Is a flaky failure on MacOS.

History: https://results.webkit.org/?suite=layout-tests&test=http%2Ftests%2Fmedia%2Ftrack-in-band-hls-metadata.html

The test has been marked as pass/timeout at Bug 140022 and has been flaky timing out/ timing out as far as seen in the history.

The flaky failure started showing up at around r282220.

Diff:

--- /Volumes/Data/worker/bigsur-debug-applesilicon-tests-wk2/build/layout-test-results/http/tests/media/track-in-band-hls-metadata-expected.txt
+++ /Volumes/Data/worker/bigsur-debug-applesilicon-tests-wk2/build/layout-test-results/http/tests/media/track-in-band-hls-metadata-actual.txt
@@ -20,26 +20,26 @@
 * 1
 EXPECTED (typeof(cue) != 'undefined') OK
 EXPECTED (cue.data == 'null') OK
-EXPECTED (cue.type == 'com.apple.quicktime.HLS') OK
+EXPECTED (cue.type == 'com.apple.quicktime.HLS'), OBSERVED 'org.id3' FAIL
 EXPECTED (cue.value != 'null') OK
-EXPECTED (cue.value.key == '"X-START-OFFSET"') OK
-EXPECTED (cue.value.data == '"0.000000"') OK
+EXPECTED (cue.value.key == '"X-START-OFFSET"'), OBSERVED '"TIT2"' FAIL
+EXPECTED (cue.value.data == '"0.000000"'), OBSERVED '"Stream Counting"' FAIL
 
 * 2
 EXPECTED (typeof(cue) != 'undefined') OK
 EXPECTED (cue.data == 'null') OK
 EXPECTED (cue.type == 'com.apple.quicktime.HLS') OK
 EXPECTED (cue.value != 'null') OK
-EXPECTED (cue.value.key == '"X-END-OFFSET"') OK
-EXPECTED (cue.value.data == '"5.000000"') OK
+EXPECTED (cue.value.key == '"X-END-OFFSET"'), OBSERVED '"X-START-OFFSET"' FAIL
+EXPECTED (cue.value.data == '"5.000000"'), OBSERVED '"0.000000"' FAIL
 
 * 3
 EXPECTED (typeof(cue) != 'undefined') OK
 EXPECTED (cue.data == 'null') OK
-EXPECTED (cue.type == 'org.id3') OK
+EXPECTED (cue.type == 'org.id3'), OBSERVED 'com.apple.quicktime.HLS' FAIL
 EXPECTED (cue.value != 'null') OK
-EXPECTED (cue.value.key == '"TIT2"') OK
-EXPECTED (cue.value.data == '"Stream Counting"') OK
+EXPECTED (cue.value.key == '"TIT2"'), OBSERVED '"X-END-OFFSET"' FAIL
+EXPECTED (cue.value.data == '"Stream Counting"'), OBSERVED '"5.000000"' FAIL
 
 * 4
 EXPECTED (typeof(cue) != 'undefined') OK
Comment 1 Radar WebKit Bug Importer 2021-09-17 16:37:27 PDT
<rdar://problem/83260221>
Comment 2 ayumi_kojima 2021-09-17 16:41:39 PDT
Marked test expectations: https://trac.webkit.org/changeset/282709/webkit
Comment 3 ayumi_kojima 2021-10-12 09:00:50 PDT
I was able to reproduce the failure at TOT locally on BigSur using run-webkit-tests -1 --force --debug --iterations 50 http/tests/media/track-in-band-hls-metadata.html --exit-after-n-failures 1.

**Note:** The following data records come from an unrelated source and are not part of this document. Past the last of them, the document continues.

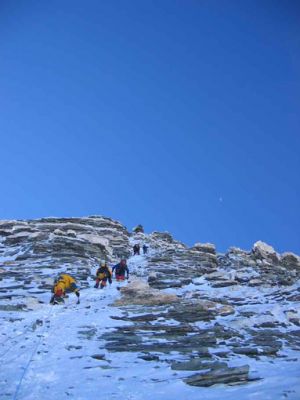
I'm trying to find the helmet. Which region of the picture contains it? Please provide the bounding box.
[100,260,106,267]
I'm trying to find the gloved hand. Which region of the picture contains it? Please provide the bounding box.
[51,296,65,305]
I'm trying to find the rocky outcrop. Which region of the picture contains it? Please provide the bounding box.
[280,252,300,270]
[190,242,216,254]
[132,224,144,233]
[113,279,179,306]
[0,216,130,267]
[216,241,300,288]
[0,216,131,310]
[184,365,253,387]
[148,231,186,250]
[252,241,279,264]
[142,233,218,290]
[1,216,300,396]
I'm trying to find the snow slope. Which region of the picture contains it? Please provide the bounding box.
[0,222,300,399]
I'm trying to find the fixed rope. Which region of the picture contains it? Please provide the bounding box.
[12,306,53,400]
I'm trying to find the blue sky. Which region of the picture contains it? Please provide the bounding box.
[0,0,299,253]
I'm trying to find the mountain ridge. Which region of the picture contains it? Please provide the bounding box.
[1,215,300,399]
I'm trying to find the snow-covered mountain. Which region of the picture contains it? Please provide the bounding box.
[1,216,300,399]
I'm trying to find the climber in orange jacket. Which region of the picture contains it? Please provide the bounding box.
[50,273,80,305]
[94,260,112,289]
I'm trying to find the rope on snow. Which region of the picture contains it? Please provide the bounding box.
[12,305,53,400]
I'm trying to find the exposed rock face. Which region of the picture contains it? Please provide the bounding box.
[252,241,279,264]
[0,216,130,266]
[1,216,300,397]
[217,241,300,287]
[190,242,216,254]
[149,231,186,249]
[184,365,253,387]
[281,252,300,269]
[142,233,218,290]
[0,216,130,308]
[132,224,144,233]
[113,279,179,306]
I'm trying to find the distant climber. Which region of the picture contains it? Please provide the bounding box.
[112,258,129,281]
[142,244,148,254]
[50,273,80,305]
[133,244,140,256]
[94,260,112,289]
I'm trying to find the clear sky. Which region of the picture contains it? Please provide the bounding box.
[0,0,299,254]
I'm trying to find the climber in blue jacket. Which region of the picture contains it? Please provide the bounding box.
[112,259,129,281]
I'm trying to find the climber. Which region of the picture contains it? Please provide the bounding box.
[142,244,148,254]
[50,273,80,305]
[112,258,129,281]
[94,260,112,289]
[133,244,140,256]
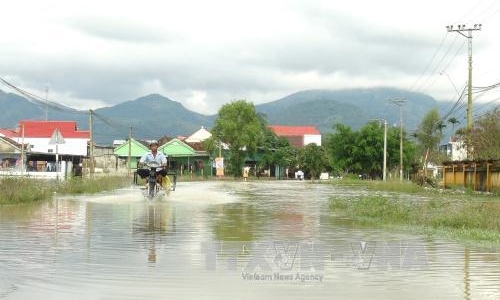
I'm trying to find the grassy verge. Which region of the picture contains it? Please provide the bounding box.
[329,193,500,243]
[328,178,434,194]
[0,176,132,205]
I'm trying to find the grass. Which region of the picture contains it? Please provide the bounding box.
[0,176,132,205]
[329,193,500,243]
[56,176,131,194]
[329,178,431,194]
[0,177,53,204]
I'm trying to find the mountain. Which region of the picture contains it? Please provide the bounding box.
[92,94,214,143]
[2,87,491,145]
[257,88,440,132]
[0,91,213,144]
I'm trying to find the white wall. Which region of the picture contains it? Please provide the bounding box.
[450,141,467,161]
[303,134,321,146]
[14,137,89,156]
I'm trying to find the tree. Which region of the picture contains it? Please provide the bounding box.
[325,122,414,179]
[412,108,448,185]
[469,108,500,159]
[324,124,356,174]
[211,100,264,176]
[447,117,460,139]
[298,143,328,180]
[414,108,446,164]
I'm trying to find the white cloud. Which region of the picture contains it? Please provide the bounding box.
[1,0,499,115]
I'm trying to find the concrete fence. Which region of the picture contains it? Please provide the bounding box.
[442,160,500,192]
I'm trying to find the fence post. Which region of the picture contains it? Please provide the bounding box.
[486,162,491,192]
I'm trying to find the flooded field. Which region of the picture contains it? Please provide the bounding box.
[0,180,499,299]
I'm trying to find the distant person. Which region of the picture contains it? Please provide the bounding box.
[242,166,250,181]
[137,141,168,188]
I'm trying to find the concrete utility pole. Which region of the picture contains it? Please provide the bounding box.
[389,98,406,181]
[383,119,387,181]
[89,109,94,177]
[128,126,132,176]
[446,24,482,158]
[45,86,49,121]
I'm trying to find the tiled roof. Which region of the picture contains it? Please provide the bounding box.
[268,125,320,136]
[0,129,18,138]
[0,136,23,148]
[19,120,90,138]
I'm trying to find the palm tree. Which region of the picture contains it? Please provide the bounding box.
[436,120,446,136]
[447,117,460,139]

According to the history, the test has been flaky timing out for long time, but at r282220 it started flaky failing. At around that revision, the timeout became flakier.

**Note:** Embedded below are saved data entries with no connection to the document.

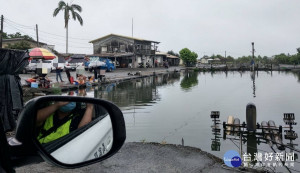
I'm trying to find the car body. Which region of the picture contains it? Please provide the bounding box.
[87,57,116,72]
[24,59,38,73]
[101,58,116,72]
[0,96,126,172]
[65,58,86,71]
[42,60,55,72]
[24,59,55,73]
[87,57,106,71]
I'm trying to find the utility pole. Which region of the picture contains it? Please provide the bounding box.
[225,51,226,59]
[154,43,156,69]
[251,42,255,71]
[0,15,3,48]
[36,24,39,47]
[132,18,133,37]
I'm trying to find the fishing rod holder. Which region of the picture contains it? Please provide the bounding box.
[210,109,298,151]
[222,123,283,134]
[211,111,221,151]
[283,113,298,147]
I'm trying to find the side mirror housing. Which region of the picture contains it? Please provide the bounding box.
[10,96,126,168]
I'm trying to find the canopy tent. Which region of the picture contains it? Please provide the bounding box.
[0,48,30,132]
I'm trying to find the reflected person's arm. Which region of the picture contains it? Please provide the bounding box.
[78,103,94,128]
[36,102,69,127]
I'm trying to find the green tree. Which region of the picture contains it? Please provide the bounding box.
[2,32,8,39]
[226,56,234,62]
[4,32,34,40]
[53,1,83,54]
[179,48,198,66]
[5,41,31,50]
[8,32,22,38]
[167,50,179,57]
[274,53,289,64]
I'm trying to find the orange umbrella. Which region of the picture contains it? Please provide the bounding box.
[29,48,56,60]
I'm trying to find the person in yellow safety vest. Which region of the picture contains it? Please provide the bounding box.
[36,102,94,144]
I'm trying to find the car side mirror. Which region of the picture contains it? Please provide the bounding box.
[11,96,126,168]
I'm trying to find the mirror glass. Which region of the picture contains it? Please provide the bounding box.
[35,101,113,164]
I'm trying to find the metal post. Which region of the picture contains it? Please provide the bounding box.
[132,18,133,37]
[0,15,3,48]
[36,24,39,47]
[240,132,243,158]
[154,43,156,69]
[251,42,255,71]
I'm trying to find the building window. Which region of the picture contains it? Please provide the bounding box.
[101,46,107,53]
[120,45,125,52]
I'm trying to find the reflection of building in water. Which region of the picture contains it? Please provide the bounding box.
[93,73,180,108]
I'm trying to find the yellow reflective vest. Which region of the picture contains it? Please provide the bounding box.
[38,114,73,144]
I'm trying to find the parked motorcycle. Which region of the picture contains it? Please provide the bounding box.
[138,63,145,68]
[146,62,151,68]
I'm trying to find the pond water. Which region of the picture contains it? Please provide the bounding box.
[66,70,300,172]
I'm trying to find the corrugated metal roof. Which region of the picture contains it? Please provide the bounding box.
[155,51,179,59]
[167,55,179,59]
[89,33,160,44]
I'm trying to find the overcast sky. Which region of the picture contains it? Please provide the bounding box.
[1,0,300,58]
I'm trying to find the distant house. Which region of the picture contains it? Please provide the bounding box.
[200,56,212,64]
[155,51,180,66]
[1,38,54,50]
[89,34,160,68]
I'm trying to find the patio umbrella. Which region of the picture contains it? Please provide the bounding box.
[29,47,56,60]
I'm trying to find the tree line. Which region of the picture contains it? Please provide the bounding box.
[2,32,34,50]
[170,47,300,66]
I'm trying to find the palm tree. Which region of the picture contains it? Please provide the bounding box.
[53,1,83,54]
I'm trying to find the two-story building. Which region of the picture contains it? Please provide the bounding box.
[89,34,160,68]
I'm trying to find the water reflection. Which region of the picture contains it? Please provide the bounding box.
[180,72,198,91]
[250,71,256,98]
[93,73,180,109]
[292,71,300,82]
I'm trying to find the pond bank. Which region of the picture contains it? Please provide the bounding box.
[22,67,184,97]
[15,142,261,173]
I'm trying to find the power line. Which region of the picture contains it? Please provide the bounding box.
[38,29,91,41]
[4,16,91,41]
[4,17,35,29]
[3,17,92,50]
[37,32,90,45]
[4,21,36,38]
[38,37,91,49]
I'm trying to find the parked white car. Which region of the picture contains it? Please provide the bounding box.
[24,59,55,73]
[65,58,85,71]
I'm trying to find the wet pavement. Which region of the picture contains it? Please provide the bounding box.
[15,142,259,173]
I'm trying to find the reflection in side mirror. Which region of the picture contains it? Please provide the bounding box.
[36,101,113,164]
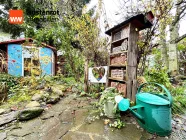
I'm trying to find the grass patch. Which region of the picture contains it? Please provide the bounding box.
[170,86,186,114]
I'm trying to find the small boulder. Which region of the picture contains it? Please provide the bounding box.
[46,95,60,104]
[40,90,45,94]
[36,82,45,90]
[52,88,64,97]
[0,109,5,115]
[17,107,44,121]
[71,86,79,93]
[60,85,67,92]
[174,75,186,81]
[0,132,6,140]
[174,118,183,124]
[171,120,176,125]
[45,87,52,93]
[40,102,46,107]
[31,93,43,101]
[25,101,40,108]
[175,124,182,130]
[42,93,50,102]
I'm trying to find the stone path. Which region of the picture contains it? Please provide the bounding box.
[0,94,183,140]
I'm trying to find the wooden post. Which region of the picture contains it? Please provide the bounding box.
[106,32,113,87]
[84,58,89,92]
[127,23,139,102]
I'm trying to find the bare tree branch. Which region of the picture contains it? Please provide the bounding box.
[174,33,186,43]
[176,0,186,6]
[171,1,186,27]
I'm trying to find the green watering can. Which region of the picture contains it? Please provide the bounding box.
[116,82,173,136]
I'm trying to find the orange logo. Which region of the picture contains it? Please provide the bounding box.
[9,10,23,24]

The test passed on r282200 locally. It timed out on r282205 and r282217 and hanged with --no-timeout.

From the reproduction, I think the regression range is r282201 - r282220, but not able to find it out the exact revision because I couldn't reproduce the failure.